Most internet search engines use a program known as spiders (crawlers or bots to use their original names) to trawl the internet looking for links and sites to include in their index.
Since the early days of search engines on the internet (certainly since 1996), certain commands have been available to embed within web pages to modify how these spiders behave. It should be noted however that not all spiders obey the commands.
There follows a brief list of these commands and what effect they have on spiders;
meta name="robots" content="index"
This is perhaps completely redundant for all it does is tell the search engine spider to index the page.
meta name="robots" content="follow"
This is a bit different from index in that it tells the spider to follow all links within the page.
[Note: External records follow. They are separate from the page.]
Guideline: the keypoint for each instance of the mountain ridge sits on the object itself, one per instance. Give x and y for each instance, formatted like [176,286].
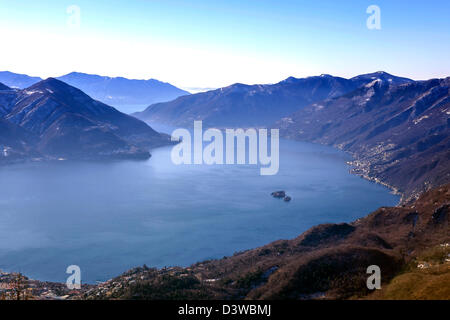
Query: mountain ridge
[399,135]
[126,94]
[241,105]
[67,123]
Again, it is a bit redundant because that is what spiders do anyway!
meta name="robots" content="noindex"
When not used for legitimate purposes, this tag can be dangerous because it can put you at risk for penalization by most, if not all search engines. This is because you can use a noindex tag to hide pages with multiple links that you don't want visitors to see but that you do want all search engines to index. There are however some legitimate uses for the noindex command. For example, if you have a dynamic site and you've created static pages to replace some of your dynamic pages, which can make them easier for search engine spiders to access, you could put a noindex tag on the dynamic version.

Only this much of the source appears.